If I resupply my LDAP creds, it works. I just went back to do something else and it reauthenticated me again, this time with the following errors:

[2019-05-31T14:47:18,763][ERROR][t.b.r.a.b.d.l.i.UnboundidLdapAuthorizationService] [elastic1-0.example.com] LDAP getting user operation failed.
tech.beshu.ror.acl.blocks.definitions.ldap.implementations.LdapUnexpectedResult: null
	at 
...
{snip}
...
	at java.lang.Thread.run(Thread.java:748) [?:1.8.0_212]
[2019-05-31T14:47:18,808][INFO ][t.b.r.a.l.AclLoggingDecorator] [elastic1-0.example.com] FORBIDDEN by default req={  ID:134819455-1691240364#221560180,  TYP:SearchRequest,  CGR:N/A,  USR:[user not logged],  BRS:false,  KDX:null,  ACT:indices:data/read/search,  OA:10.2.111.52/32,  XFF:null,  DA:10.2.111.45/32,  IDX:<N/A>,  MET:POST,  PTH:/.kibana/_search?size=10000&from=0&_source=index-pattern.title%2Cindex-pattern.type%2Cnamespace%2Ctype%2Ctitle%2Ctype&rest_total_hits_as_int=true,  CNT:<OMITTED, LENGTH=193.0 B> ,  HDR:Connection=keep-alive, Content-Length=193, Host=elastic1-0.example.com:9200, authorization=Basic OTUwIGJyb3VnaHQgdGhlIEEtYm9tYg==, content-type=application/json,  HIS:[local-admin->[auth_key_unix->false]], [local-logstash->[auth_key_unix->false]], [local-kibana->[auth_key_unix->false]], [local-puppet->[auth_key_unix->false]], [elastalert->[auth_key_unix->false]], [ldap-admin->[ldap_auth->false]], [ldap-all->[ldap_auth->false]], [localhost->[hosts->false]]  }

Couldn’t post all the stack traces because of limitations of the forum, so the full log output is available here: readonlyrest LDAP reauth errors · GitHub

Obviously I realize that this could be an issue with our LDAP servers, but other web UIs that use the exact same auth configuration (Icinga2 running Thruk as a frontend - the LDAP config for that is what was used for the RoR config) don’t encounter the same problem. Is this a timeout issue on the LDAP auth config? What has me concerned is it seems like it’s happening more frequently as time passes since I first observed it a week or so ago.
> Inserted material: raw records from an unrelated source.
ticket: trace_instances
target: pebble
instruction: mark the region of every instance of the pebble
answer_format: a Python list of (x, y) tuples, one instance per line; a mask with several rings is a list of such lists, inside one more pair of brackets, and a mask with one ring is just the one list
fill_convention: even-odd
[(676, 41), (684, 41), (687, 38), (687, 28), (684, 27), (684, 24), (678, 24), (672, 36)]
Here’s my ROR config yaml from the puppet ERB template, so the key config bits haven’t been swapped in inside the <%= ... %> code. This config hasn’t been modified for about a month since I got ti working reliably.

# yamllint disable rule:line-length
# THIS FILE IS PROVISIONED BY PUPPET
# However, once it gets loaded into the .readonlyrest index,
#  you might need to use an admin account to log into Kibana
#  and choose "Load default" from the "ReadonlyREST" tab.
# Alternately, you can use the "update-ror" script in ~cheerschap/bin/
readonlyrest:
  enable: true
  response_if_req_forbidden: Forbidden by ReadonlyREST plugin
  ssl:
    enable: true
    keystore_file: "elasticsearch.jks"
    keystore_pass: "<%= @es_key_pass %>"
    key_pass: "<%= @es_key_pass %>"
  access_control_rules:
    # LOCAL: Kibana admin account
    - name: "local-admin"
      auth_key_unix: "admin:<%= @admin_hash %>"
      kibana_access: admin
    # LOCAL: Logstash servers inbound access
    - name: "local-logstash"
      auth_key_unix: "logstash:<%= @logstash_hash %>"
      # Local accounts for routine access should have less verbisity
      #  to keep the amount of logfile noise down
      verbosity: error
    # LOCAL: Kibana server
    - name: "local-kibana"
      auth_key_unix: "kibana:<%= @kibana_hash %>"
      verbosity: error
    # LOCAL: Puppet communication
    - name: "local-puppet"
      auth_key_unix: "puppet:<%= @puppet_hash %>"
      verbosity: error
    # LOCAL: Elastalert
    - name: "elastalert"
      auth_key_unix: "elastalert:<%= @elastalert_hash %>"
      verbosity: error
    # LDAP: kibana-admin group
    - name: "ldap-admin"
      kibana_access: admin
      ldap_auth:
        name: "ldap1"
        groups: ["kibana-admin"]
      type: allow
    # LDAP for everyone else
    - name: "ldap-all"
      # possibly include: "kibana:dev_tools",
      kibana_hide_apps: ["readonlyrest_kbn", "timelion", "kibana:management", "apm", "infra:home", "infra:logs"]
      ldap_auth:
        name: "ldap1"
        groups: ["kibana-admin", "admins", "prod-admins", "devqa", "development", "ipausers"]
      type: allow
    # Allow localhost
    - name: "localhost"
      hosts: [127.0.0.1]
  # Define the LDAP connection
  ldaps:
    - name: ldap1
      host: "<%= @ipa_server %>"
      port: 636
      bind_dn: "<%= @bind_dn %>"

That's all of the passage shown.